Summer and early autumn, when fruit is plentiful and even in glut, is the time to “put down” preserves. We’re probably not going to go about this in the same way our mothers did, laying in stores to keep the family supplied with fruit and jam over winter. Nowadays, the canning industry makes big bottling days unnecessary (except for nectarines, if you want those you have to bottle them yourself) and there are plenty of small businesses making quality jams.

But without the necessity of making the shelves groan, we still enjoy making special things, such as fruit preserved with a liqueur, making flavoured vinegars, apricot conserve flavoured with orange blossom water, a fruit curd or a CWA chutney.

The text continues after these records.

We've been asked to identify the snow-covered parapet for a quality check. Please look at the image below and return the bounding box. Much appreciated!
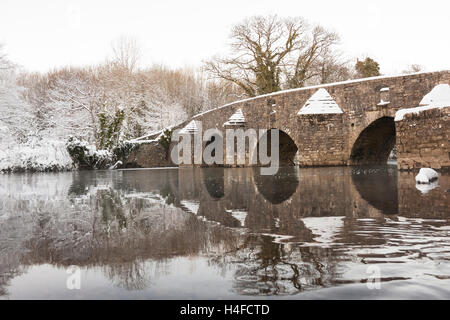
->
[297,88,343,115]
[180,120,198,134]
[416,168,438,183]
[395,84,450,121]
[223,109,245,126]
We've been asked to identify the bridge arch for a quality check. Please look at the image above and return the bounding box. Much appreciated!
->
[350,116,395,165]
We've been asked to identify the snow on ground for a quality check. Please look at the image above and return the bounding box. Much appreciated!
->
[180,120,198,134]
[0,140,73,171]
[180,200,200,214]
[416,168,438,184]
[395,84,450,121]
[298,88,343,115]
[301,217,344,243]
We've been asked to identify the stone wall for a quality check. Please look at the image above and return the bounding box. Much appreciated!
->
[298,114,347,166]
[396,107,450,171]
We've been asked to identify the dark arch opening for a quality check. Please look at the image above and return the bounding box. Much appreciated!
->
[204,133,224,167]
[352,166,398,214]
[350,117,395,165]
[203,167,225,200]
[253,166,299,204]
[257,129,298,166]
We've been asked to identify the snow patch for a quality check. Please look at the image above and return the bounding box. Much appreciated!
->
[298,88,343,115]
[223,109,245,126]
[180,200,200,214]
[180,120,198,134]
[301,217,344,243]
[0,140,73,172]
[394,84,450,121]
[416,181,439,194]
[225,210,248,227]
[416,168,438,184]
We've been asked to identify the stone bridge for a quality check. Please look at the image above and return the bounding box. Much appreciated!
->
[125,71,450,170]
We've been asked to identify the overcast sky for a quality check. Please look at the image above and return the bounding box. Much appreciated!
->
[0,0,450,74]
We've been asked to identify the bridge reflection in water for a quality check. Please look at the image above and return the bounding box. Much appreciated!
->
[0,166,450,298]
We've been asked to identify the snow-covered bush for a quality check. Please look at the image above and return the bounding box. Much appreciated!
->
[0,140,73,172]
[66,137,115,169]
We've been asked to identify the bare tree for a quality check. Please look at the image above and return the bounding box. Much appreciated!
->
[285,26,339,88]
[205,15,305,96]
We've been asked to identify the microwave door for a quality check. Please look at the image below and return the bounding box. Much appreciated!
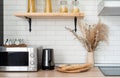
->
[0,52,29,71]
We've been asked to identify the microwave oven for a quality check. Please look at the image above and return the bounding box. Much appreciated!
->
[0,47,38,71]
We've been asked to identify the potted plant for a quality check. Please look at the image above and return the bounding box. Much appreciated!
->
[66,21,108,67]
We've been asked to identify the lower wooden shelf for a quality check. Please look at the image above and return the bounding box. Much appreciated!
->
[14,12,84,18]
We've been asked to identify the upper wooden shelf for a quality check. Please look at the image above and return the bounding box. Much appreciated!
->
[15,13,84,18]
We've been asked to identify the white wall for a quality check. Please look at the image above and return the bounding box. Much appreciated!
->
[4,0,120,63]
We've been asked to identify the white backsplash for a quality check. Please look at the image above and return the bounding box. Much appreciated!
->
[4,0,120,63]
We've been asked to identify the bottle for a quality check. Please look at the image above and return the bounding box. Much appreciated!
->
[44,0,52,13]
[71,0,80,13]
[60,0,68,13]
[27,0,36,13]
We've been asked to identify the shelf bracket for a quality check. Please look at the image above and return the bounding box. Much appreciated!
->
[74,16,77,32]
[25,17,32,32]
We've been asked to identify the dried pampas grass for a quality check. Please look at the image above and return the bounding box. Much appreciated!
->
[66,21,108,52]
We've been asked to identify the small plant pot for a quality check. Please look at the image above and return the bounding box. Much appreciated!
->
[87,52,94,67]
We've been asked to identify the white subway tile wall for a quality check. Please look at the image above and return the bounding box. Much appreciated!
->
[4,0,120,64]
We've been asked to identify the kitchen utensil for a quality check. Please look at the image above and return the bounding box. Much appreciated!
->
[42,49,55,70]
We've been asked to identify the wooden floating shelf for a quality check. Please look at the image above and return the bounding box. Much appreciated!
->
[14,13,84,32]
[15,13,84,18]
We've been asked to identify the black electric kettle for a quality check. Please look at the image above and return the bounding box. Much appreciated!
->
[42,49,55,70]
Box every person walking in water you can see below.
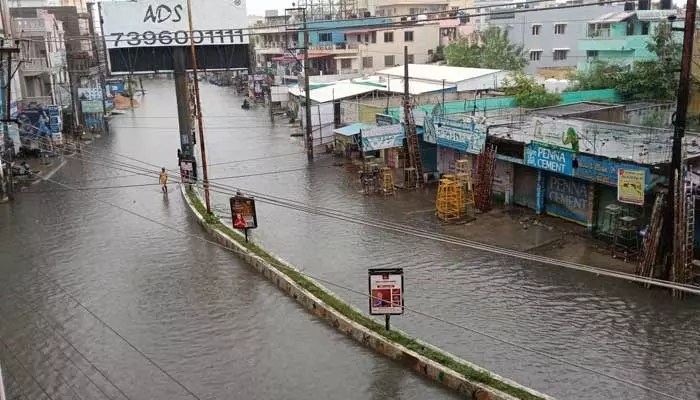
[160,167,168,194]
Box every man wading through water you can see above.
[160,167,168,194]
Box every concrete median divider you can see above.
[181,185,554,400]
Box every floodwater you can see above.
[0,80,700,400]
[0,79,457,400]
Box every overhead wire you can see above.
[17,139,700,294]
[12,162,681,400]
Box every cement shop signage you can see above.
[525,142,574,176]
[376,114,394,126]
[360,124,406,151]
[433,116,486,154]
[574,155,650,189]
[545,174,590,225]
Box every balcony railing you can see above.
[15,18,49,35]
[22,96,53,107]
[21,58,49,75]
[588,29,610,39]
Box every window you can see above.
[554,50,569,61]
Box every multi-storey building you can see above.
[487,4,623,74]
[578,10,683,70]
[12,9,70,106]
[346,21,441,74]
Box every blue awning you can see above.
[333,122,377,136]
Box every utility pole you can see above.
[661,4,697,279]
[302,8,312,161]
[187,0,211,213]
[0,39,19,200]
[88,2,109,132]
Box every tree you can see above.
[445,25,527,71]
[503,71,561,108]
[567,21,682,100]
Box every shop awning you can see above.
[272,53,333,62]
[333,122,377,136]
[343,28,381,35]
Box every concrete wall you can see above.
[181,186,554,400]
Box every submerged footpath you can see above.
[181,185,553,400]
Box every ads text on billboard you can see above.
[102,0,248,74]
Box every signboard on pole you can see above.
[80,100,103,113]
[617,168,646,206]
[101,0,248,74]
[230,196,258,230]
[367,268,403,315]
[180,159,197,184]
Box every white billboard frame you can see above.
[101,0,249,50]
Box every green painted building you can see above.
[577,10,683,71]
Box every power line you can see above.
[21,0,619,46]
[15,167,681,400]
[20,141,700,294]
[12,135,700,294]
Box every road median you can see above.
[181,186,553,400]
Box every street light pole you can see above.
[302,8,312,161]
[662,0,697,279]
[187,0,211,213]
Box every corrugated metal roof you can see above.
[333,122,377,136]
[377,64,502,84]
[289,81,378,103]
[354,75,455,95]
[588,11,635,24]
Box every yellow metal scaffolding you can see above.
[381,167,394,196]
[435,175,464,221]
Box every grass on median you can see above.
[187,188,542,400]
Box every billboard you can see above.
[617,168,646,206]
[78,88,102,101]
[102,0,248,74]
[360,124,406,151]
[230,196,258,229]
[367,268,403,315]
[433,116,486,154]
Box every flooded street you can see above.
[0,80,700,400]
[0,79,457,400]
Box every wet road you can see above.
[0,81,464,400]
[0,77,700,399]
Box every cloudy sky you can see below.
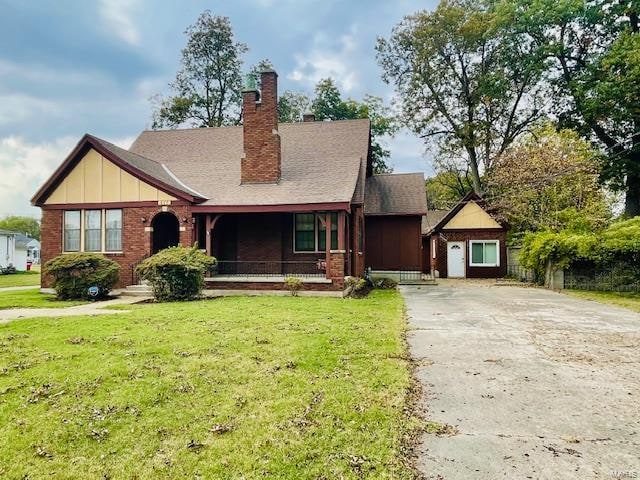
[0,0,435,216]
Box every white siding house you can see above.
[0,230,16,268]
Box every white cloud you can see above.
[99,0,140,46]
[0,136,78,216]
[287,28,359,93]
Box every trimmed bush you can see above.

Bottled tomatoes need vinegar added to them if they are to keep, so if you want to make a tomato sauce for use with pasta or other meals, it is better to freeze it.

For jam, choose fruit that is firm and slightly under-ripe and include just a few ripe fruits for colour, but too much ripe fruit needs too much boiling to set into jam. Fruit that is bottled should also be firm and undamaged.

If you see a bargain or are given very ripe fruit or tomatoes, make the fruit into a syrup or sauce, the tomatoes into a sauce or soup. Use your freezer, if you do not want to follow the strict rules or equip yourself for preserving in bottles.